Mikko Myrskylä, London School of Economics and Political Science
Alice Goisis, London School of Economics
Pekka Martikainen, Centre for Health Equity Studies
Hanna Remes, University of Helsinki
Reija Klemetti, National Institute for Health and Welfare
Methods We analyse birth weight, gestational age, risk of low birth weight and risk of preterm birth among MAR and naturally conceived children using Finnish population register covering 65,634 children born between 1995-2000. First, we estimate the difference in birth outcomes by mode of conception in the general population using standard multivariate methods that control for observed factors (e.g. multiple birth, birth order and parental socio-demographic characteristics). Second, we use a sibling-comparison approach that has not been used in MAR research before. We compare MAR-conceived children to their naturally conceived siblings, thus controlling for all observed and unobserved factors shared by siblings. The latter analysis included 1,245 children.
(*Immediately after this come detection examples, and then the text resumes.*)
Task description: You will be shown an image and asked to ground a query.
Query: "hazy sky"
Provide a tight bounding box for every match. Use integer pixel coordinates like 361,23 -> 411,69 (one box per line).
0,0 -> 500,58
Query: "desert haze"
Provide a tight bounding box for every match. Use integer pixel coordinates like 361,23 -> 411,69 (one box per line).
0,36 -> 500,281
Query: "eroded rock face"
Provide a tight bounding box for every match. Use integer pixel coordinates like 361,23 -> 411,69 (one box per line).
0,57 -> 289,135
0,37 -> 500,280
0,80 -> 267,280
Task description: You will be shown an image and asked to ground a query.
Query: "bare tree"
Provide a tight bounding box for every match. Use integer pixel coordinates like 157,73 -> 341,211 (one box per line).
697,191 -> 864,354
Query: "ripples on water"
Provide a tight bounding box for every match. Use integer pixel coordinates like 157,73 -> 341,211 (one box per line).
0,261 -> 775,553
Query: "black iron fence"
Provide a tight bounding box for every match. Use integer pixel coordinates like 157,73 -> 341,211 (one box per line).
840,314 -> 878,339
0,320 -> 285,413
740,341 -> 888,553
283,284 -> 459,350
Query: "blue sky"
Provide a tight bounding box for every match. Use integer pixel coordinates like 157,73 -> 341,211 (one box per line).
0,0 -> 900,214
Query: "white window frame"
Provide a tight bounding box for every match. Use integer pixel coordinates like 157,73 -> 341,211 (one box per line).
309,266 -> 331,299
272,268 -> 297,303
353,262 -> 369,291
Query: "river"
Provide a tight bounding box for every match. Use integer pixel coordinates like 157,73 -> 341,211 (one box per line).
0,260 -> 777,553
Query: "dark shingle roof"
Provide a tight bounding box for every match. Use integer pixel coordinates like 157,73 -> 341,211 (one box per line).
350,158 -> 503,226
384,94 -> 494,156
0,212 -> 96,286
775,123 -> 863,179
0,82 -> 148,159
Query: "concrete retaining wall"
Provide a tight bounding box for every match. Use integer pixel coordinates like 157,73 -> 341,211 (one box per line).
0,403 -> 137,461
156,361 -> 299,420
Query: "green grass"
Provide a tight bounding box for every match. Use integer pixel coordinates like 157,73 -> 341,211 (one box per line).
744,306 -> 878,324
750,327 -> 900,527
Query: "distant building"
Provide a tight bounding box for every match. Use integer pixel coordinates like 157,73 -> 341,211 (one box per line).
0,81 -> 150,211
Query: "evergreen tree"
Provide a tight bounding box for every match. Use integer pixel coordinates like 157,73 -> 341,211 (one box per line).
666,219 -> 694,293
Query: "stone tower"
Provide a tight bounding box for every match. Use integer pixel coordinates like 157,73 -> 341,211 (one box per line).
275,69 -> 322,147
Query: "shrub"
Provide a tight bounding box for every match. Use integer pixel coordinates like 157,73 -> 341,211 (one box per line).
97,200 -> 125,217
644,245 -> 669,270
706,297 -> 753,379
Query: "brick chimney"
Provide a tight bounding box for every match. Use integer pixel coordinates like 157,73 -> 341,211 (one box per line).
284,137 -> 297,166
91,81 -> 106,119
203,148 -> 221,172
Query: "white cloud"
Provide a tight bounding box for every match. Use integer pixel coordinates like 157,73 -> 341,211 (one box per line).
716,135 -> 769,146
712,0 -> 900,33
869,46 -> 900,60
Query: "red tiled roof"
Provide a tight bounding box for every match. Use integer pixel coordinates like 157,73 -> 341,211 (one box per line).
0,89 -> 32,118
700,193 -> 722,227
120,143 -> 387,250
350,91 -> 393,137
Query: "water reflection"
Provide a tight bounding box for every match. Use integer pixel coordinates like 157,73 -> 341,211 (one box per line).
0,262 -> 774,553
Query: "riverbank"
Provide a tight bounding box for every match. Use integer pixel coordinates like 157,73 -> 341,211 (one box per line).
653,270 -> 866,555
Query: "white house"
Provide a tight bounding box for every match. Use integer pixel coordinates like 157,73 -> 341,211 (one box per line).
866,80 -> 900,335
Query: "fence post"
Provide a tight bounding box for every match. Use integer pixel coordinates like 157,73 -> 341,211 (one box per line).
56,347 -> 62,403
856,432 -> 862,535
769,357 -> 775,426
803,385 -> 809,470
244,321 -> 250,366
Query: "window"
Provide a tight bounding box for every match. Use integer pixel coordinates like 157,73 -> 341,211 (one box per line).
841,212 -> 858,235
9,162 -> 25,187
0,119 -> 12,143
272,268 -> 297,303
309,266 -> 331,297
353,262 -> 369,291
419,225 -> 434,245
Findings MAR-conceived children had worse scores than naturally conceived children for all outcomes, even after adjustment for observed child and parental characteristics (e.g. 60gr [95% CI: -86 to -34] lower birth weight; 2.2 percentage points [95% CI: 1·1 to 2·2] increased risk of preterm delivery). In the sibling comparison, the risk of adverse birth outcomes associated with MAR was attenuated and the adjusted relationship between MAR and adverse birth outcomes was statistically and substantively weak for all outcomes (e.g. 31gr [95% CI: -85 to 22] lower birth weight; 1.6 percentage points [95% CI: -1·3% to 4·4%] increased risk of preterm delivery).
Conclusion MAR-conceived children are a group at risk of adverse birth outcomes, but the results reassuringly indicate that this is largely because of factors other than the treatment itself.